Do you have the correct clutch slave push-rod for your clutch fork? 'Cause they're different between spring and diaphragm...
 
I actually don't have that on yet but just in the process of putting the clutch all in and it just seems the 3spd clutch fork is way off to what the 4spd clutch fork was?.. because the 3spd fork is stamped steel and the angles are pretty different....
 
I'm in the same process right now but have come up with a bit of a problem..? I have a 3FE with the 4 speed trans in but I had a brand new 3 speed clutch on all the parts from the 3 speed... so My question is that when I put the shifter fork in from the 3 speed into the 4 speed boot it seems that the ball is still not long enough?.. I have the 3 speed ball in there which is longer already but when I push on the fork it just wants to pop out of the ball because instead of pivoting on the ball its pivoting on the edge of the bell housing..??? Is there something I'm missing?

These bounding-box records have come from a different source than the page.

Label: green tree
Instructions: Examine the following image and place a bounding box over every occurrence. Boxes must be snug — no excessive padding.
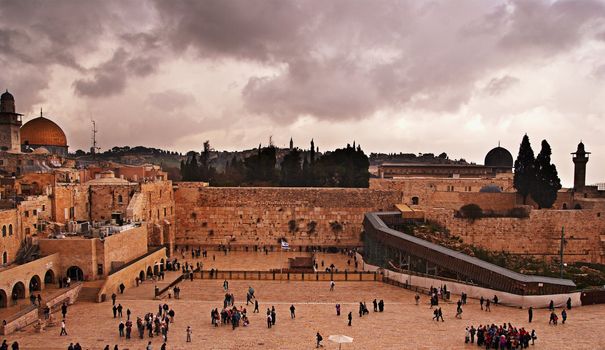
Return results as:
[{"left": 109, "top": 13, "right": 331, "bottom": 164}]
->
[
  {"left": 279, "top": 148, "right": 304, "bottom": 187},
  {"left": 513, "top": 134, "right": 536, "bottom": 204},
  {"left": 531, "top": 140, "right": 561, "bottom": 208},
  {"left": 198, "top": 140, "right": 216, "bottom": 182}
]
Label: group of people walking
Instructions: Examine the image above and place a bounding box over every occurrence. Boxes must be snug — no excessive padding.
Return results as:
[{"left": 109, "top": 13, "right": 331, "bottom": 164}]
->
[{"left": 464, "top": 323, "right": 538, "bottom": 350}]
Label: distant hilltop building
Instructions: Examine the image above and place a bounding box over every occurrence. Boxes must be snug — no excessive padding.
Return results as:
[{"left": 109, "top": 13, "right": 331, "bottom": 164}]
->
[
  {"left": 21, "top": 112, "right": 67, "bottom": 157},
  {"left": 378, "top": 146, "right": 513, "bottom": 178},
  {"left": 0, "top": 90, "right": 22, "bottom": 152},
  {"left": 0, "top": 90, "right": 68, "bottom": 157}
]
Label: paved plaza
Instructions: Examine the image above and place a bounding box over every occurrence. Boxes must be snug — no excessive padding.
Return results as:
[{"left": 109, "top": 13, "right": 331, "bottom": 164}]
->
[{"left": 7, "top": 253, "right": 605, "bottom": 350}]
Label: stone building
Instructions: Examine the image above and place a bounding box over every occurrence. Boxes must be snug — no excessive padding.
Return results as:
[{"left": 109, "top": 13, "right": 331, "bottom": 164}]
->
[
  {"left": 378, "top": 146, "right": 513, "bottom": 179},
  {"left": 0, "top": 90, "right": 22, "bottom": 152},
  {"left": 21, "top": 112, "right": 67, "bottom": 157}
]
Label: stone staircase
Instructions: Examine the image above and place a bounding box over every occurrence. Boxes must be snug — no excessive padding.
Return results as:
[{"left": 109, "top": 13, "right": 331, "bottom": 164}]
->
[{"left": 78, "top": 280, "right": 105, "bottom": 302}]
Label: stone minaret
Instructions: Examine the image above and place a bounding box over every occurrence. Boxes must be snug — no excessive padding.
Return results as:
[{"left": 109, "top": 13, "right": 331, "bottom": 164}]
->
[
  {"left": 572, "top": 141, "right": 590, "bottom": 191},
  {"left": 0, "top": 90, "right": 21, "bottom": 152}
]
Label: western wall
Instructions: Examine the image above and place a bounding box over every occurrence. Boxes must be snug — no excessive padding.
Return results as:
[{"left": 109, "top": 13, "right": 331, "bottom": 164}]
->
[
  {"left": 175, "top": 183, "right": 401, "bottom": 247},
  {"left": 174, "top": 178, "right": 605, "bottom": 263}
]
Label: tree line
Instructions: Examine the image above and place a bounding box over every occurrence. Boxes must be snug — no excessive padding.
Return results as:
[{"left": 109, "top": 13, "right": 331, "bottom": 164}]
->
[
  {"left": 181, "top": 140, "right": 370, "bottom": 187},
  {"left": 513, "top": 134, "right": 561, "bottom": 208}
]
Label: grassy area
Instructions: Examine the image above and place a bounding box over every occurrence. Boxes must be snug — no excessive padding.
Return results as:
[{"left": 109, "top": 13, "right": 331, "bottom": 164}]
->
[{"left": 397, "top": 223, "right": 605, "bottom": 289}]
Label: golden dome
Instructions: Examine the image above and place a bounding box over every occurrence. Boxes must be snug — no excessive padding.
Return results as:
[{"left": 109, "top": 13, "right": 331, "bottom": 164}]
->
[{"left": 21, "top": 117, "right": 67, "bottom": 147}]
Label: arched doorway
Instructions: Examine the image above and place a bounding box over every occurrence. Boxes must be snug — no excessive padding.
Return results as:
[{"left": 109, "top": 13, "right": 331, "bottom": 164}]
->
[
  {"left": 67, "top": 266, "right": 84, "bottom": 282},
  {"left": 11, "top": 282, "right": 25, "bottom": 303},
  {"left": 44, "top": 270, "right": 55, "bottom": 285},
  {"left": 0, "top": 289, "right": 8, "bottom": 308},
  {"left": 29, "top": 275, "right": 42, "bottom": 293}
]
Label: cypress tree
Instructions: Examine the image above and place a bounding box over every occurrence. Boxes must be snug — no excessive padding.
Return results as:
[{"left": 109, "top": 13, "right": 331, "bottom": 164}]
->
[
  {"left": 531, "top": 140, "right": 561, "bottom": 208},
  {"left": 513, "top": 134, "right": 536, "bottom": 204}
]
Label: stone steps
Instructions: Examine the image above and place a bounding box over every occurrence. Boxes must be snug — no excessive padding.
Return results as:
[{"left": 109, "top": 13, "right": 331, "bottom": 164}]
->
[{"left": 78, "top": 280, "right": 105, "bottom": 302}]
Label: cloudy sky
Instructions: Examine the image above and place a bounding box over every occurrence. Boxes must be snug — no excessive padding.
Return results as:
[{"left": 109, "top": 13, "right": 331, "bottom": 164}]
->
[{"left": 0, "top": 0, "right": 605, "bottom": 185}]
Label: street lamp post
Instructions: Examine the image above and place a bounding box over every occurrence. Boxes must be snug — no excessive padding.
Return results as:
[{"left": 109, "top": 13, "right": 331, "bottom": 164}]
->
[{"left": 559, "top": 226, "right": 565, "bottom": 278}]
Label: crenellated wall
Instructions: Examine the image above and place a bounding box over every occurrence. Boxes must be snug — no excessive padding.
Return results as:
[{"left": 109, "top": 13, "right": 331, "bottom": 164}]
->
[{"left": 426, "top": 209, "right": 605, "bottom": 263}]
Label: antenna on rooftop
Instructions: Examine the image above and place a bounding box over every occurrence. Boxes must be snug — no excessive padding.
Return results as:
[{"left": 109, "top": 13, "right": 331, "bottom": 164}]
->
[{"left": 90, "top": 120, "right": 101, "bottom": 157}]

I don't think its the shifter boot as its going to hit with or without it.. I don't think its bent either.

Mechanics 101: Form follows function.

In ANY install, the fork should be near the forward edge of the opening in the bellhousing in order to insure that you will have sufficient range of motion for the fork to swing rearwards while the TO bearing is engaging the PP. If your pivot ball is the longer version and you still do not have the correct placement, perhaps something is worn out.

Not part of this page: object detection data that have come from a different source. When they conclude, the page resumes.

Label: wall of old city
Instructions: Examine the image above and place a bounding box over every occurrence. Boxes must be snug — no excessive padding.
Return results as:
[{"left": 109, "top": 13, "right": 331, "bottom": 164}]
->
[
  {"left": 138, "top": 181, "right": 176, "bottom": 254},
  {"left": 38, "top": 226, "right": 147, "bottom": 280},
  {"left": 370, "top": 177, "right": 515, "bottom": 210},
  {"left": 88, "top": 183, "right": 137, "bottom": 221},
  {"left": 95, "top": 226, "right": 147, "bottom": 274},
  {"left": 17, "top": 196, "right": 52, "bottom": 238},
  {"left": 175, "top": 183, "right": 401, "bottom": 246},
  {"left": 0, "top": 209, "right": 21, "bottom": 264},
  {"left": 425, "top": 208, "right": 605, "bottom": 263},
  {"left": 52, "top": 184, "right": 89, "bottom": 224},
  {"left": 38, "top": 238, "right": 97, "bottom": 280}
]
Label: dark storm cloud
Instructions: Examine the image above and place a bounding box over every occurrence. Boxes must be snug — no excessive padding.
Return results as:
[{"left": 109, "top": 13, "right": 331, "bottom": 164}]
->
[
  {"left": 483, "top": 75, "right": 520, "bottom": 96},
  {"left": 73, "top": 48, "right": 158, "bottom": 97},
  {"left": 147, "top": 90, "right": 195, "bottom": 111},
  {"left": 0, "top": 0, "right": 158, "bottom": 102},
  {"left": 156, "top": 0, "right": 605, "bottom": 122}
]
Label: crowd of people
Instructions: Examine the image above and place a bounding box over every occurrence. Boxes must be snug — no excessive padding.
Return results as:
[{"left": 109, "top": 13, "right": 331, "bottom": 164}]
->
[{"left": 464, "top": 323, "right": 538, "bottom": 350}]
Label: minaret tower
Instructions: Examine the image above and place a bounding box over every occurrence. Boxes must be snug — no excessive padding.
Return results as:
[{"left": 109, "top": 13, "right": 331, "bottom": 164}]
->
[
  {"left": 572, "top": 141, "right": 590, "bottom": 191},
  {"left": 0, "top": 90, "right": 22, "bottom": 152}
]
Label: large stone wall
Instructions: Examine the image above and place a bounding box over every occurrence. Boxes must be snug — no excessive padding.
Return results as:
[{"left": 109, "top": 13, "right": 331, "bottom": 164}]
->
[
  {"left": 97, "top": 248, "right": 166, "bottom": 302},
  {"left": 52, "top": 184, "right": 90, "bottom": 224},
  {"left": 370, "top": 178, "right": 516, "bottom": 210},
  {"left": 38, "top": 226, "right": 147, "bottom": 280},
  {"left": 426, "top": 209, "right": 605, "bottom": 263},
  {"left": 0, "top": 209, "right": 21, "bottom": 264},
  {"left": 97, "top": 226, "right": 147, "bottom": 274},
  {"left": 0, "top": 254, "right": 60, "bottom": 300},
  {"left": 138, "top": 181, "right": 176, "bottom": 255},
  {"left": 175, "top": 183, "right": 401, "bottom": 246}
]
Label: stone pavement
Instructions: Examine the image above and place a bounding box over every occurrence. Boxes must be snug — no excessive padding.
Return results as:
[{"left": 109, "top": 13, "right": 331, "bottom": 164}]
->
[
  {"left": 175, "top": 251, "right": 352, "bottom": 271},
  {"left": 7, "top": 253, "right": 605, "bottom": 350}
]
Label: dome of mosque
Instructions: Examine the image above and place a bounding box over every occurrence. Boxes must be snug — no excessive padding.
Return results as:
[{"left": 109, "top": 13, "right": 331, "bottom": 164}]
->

You could conceivably remove the bolt that secures the the pivot ball to the bellhousing and insert a washer or two behind the pivot ball to move it closer to the clutch, BUT............I would not do so until exhausting all other options, especially investigating the possibility of worn out parts.

Best

Mark A.
 
i dont know why other people had problems but they interchange,have done it many times.either use all 4 speed parts or all 3 speed parts dont know what the big deal is.
 
Mechanics 101: Form follows function.

In ANY install, the fork should be near the forward edge of the opening in the bellhousing in order to insure that you will have sufficient range of motion for the fork to swing rearwards while the TO bearing is engaging the PP. If your pivot ball is the longer version and you still do not have the correct placement, perhaps something is worn out.

You could conceivably remove the bolt that secures the the pivot ball to the bellhousing and insert a washer or two behind the pivot ball to move it closer to the clutch, BUT............I would not do so until exhausting all other options, especially investigating the possibility of worn out parts.

Best

Mark A.



I think this will probably work out.. I can always get a nice strong bolt and washers if it doesn't work..
I think it will work just waiting on my parts now so I can put the clutch back in!!!
Hopefully soon then I can throw the whole thing back in the frame!


The reason I'm concerned is really the fact it has no range of motion on the fork.. its sits very close to the back edge and then it has about 1/2" of motion at most.. it just didn't seem right to me.
 
I want pics.
 
If using a coil spring clutch, it also needs all the correct actuating parts that are different from the diaphragm clutch. In this instance, it is necessary to remove the tall pivot ball from the 3 speed belhousing and bolt it into the 4spd BH.